Le sue dimensioni ridottissime, la sua stele, lavorata, ma non accuratamente lisciata e scanalata, la presenza degli stipiti che la sorreggono e al centro del quale si apre l’ingresso, completamente obliterato da vegetazione e terra, ne fanno un esemplare raro e meritevole di studi approfonditi. Accanto alla vita e alla morte, nelle culture antiche, occupava un posto di rilievo anche la religione. Sicuramente dalle numerose sorgenti del territorio, dai suoi torrenti e rii, i nostri antenati avranno attinto l’acqua per il fabbisogno della casa, ma avranno anche pregato le divinità che in essa avevano la loro sede. Seneghe, sicuramente, deve avere avuto i templi a pozzo caratteristici della cultura nuragica, ma sfortunatamente non se ne è ancora rinvenuta traccia.

 

In compenso si è rinvenuta una fonte, seppure completamente rimaneggiata in diversi periodi, che conserva però ancora aspetti originari. Il bacile forse, ma anche il canale di scolo, potrebbero aver visto lo scorrere dei secoli ed essere stati testimoni di quelle solenni cerimonie che sono rivestite per noi di mistero. Un valore culturale immenso, quello conservato a Seneghe, che ci permette, tra mirto e lentisco, tra gli incantevoli panorami del monte Sos Paris e i fitti boschi di Cadennaghe, di immergerci nella storia di un popolo, quello sardo, che oggi sembra ricercare affannosamente le proprie radici.
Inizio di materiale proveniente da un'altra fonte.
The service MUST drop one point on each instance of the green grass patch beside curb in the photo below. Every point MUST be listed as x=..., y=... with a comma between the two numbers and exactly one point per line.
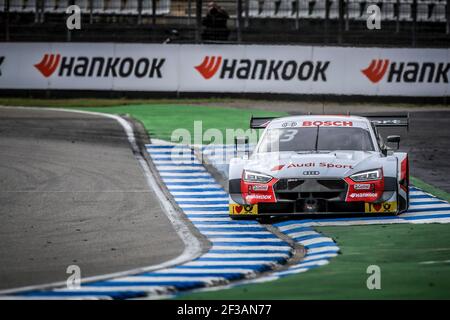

Eppure il territorio non è mai stato oggetto di interesse. Anche i grandi viaggiatori dell’800 l’hanno ignorato perché troppo difficile da raggiungere, preferendogli i paesi del circondario situati ancora nel Campidano di Oristano.

 

Eppure Seneghe meriterebbe una grande considerazione, perché possiede cultura, conoscenze e patrimoni non solo suoi, ma dei Sardi tutti. E bisogna rendere merito ai suoi cittadini che hanno saputo preservare sino ad oggi questa ricchezza. E chissà quanto ancora c’è da scoprire! Nel frattempo custodire, proteggere e valorizzare ciò che è già noto sarebbe cosa più che opportuna.